The image of the earth protecting the soldiers by shielding them from the destructiveness of war parallels the idea of a mother protecting their children. However, this protection and safety only lasts a brief amount of time until the soldiers must return to the war and leave the warm embrace of the earth. The war petrifies the soldiers, mentally destroying them into seeking refuge from an inanimate object that they see as a meaningful figure in their life, whom they can not live without. Lastly, as Paul reaches a shelter of reserves, only to turn back again into the horrors of combat, he describes the corrupted earth by stating,
“The brown earth, the torn, blasted earth, with a greasy shine under the sun’s rays; the earth is the background of this restless, gloomy world of automatons, our gasping is the scratching of a quill, our lips are dry, our heads are debauched with stupor–thus we stagger forward, and into our pierced and shattered souls bores the torturing image of the brown earth with the greasy sun and the convulsed and dead soldiers, who lie there–it can’t be helped–who cry and clutch at our legs as we spring away over them” (115-116).
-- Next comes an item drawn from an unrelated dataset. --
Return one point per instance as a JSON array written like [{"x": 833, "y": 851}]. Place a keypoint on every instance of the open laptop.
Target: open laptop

The image of the blasted earth and fatigued soldiers reveals how the war affects not only the men but also the setting and atmosphere around them. By depicting the earth as “brown earth with the greasy sun”, Remarque utilizes how brown symbolizes decay and the greasy sun represents the blood staining the earth which exemplifies the morality of war. Also, the soldiers who remain expressed as convulsing and soul-shattering imply that they suffered before their fatal death, mentally affecting the surviving fighters around them. Thus, nature imagery effectively proves the theme of the physical and mental destructiveness of war, evincing the idea that war affects more than just the soldier.
Throughout the novel, All Quiet on the Western Front, Erich Maria Remarque utilizes death and nature imagery to solidify the theme of the complete physical and mental destructive properties of war to acknowledge how even those who survived still suffered from the war. By using nature and death to illustrate the destructiveness of war, Remarque creates powerful images regarding the absolute tragedies of battle. Warfare pollutes soldiers’ minds by dehumanizing and corrupting them, even after the war ends. Remarque emphasizes this mental and physical brutality administered upon all soldiers with a great structure in deathly detail by showing how innocent men fight other innocent men. The result of this brutality causes a loss of morality and the soldiers lose all of what makes them their individual. Thus, the warfare causing the fighting of men leads to pointless deaths and endless tragedies, all for nothing.